The relief of being fully funded throughout my time at Cambridge helped me to give 100% to my studies. Not having to split my time between working and studying meant that I could make the most of being part of the University and I relished the many opportunities to take part in student life -  whether it was a lunch time seminar, mid-table formal dinner or just the chance to socialise with other students across the University and in the Colleges, I fully embraced student life.  

The Cambridge-Africa funding made it possible for me to take part in reputable academic conferences, including the Annual World Bank Conference on Land and Poverty (Washington DC), the Ghanaian Scholars in UK maiden conference (Coventry, UK) and the Changing Cities Conference (Chania, Greece). The conferences gave me the opportunity to share insights from my research, to receive constructive criticisms from peers, and to hear from other scholars with similar research interests. This has been invaluable to my research and personal development!

Any thoughts you like to share with current and incoming scholars?

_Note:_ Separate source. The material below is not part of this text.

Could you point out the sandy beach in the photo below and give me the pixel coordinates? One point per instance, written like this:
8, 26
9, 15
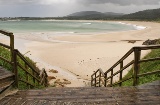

The University of Cambridge is a great place to study and to research, and the benefits that come with this opportunity are enormous.  I have no doubt they will be long lasting. I would encourage future Cambridge-Africa scholars to maximise the opportunities that the University of Cambridge offers by producing research outputs of the highest standard. I challenge them to rise above fear and any form of mediocrity to make the University and indeed our continent proud, and importantly, to provide justification for the Trust to keep the scholarship running for future scholars to benefit. Past African scholars of this University have demonstrated that this is possible, and I have done my best to keep this tradition of excellence going - I’m relieved to say that I passed my viva with very minor corrections and am looking forward to my graduation this spring.  

Lastly, I would encourage Cambridge-Africa scholars to nurture a sense of community, and to engage frequently with each other to discuss common issues regarding their research and possible future collaborations. The PhD journey can sometimes be a lonely one and we all need someone we can talk to and draw inspiration from at some point.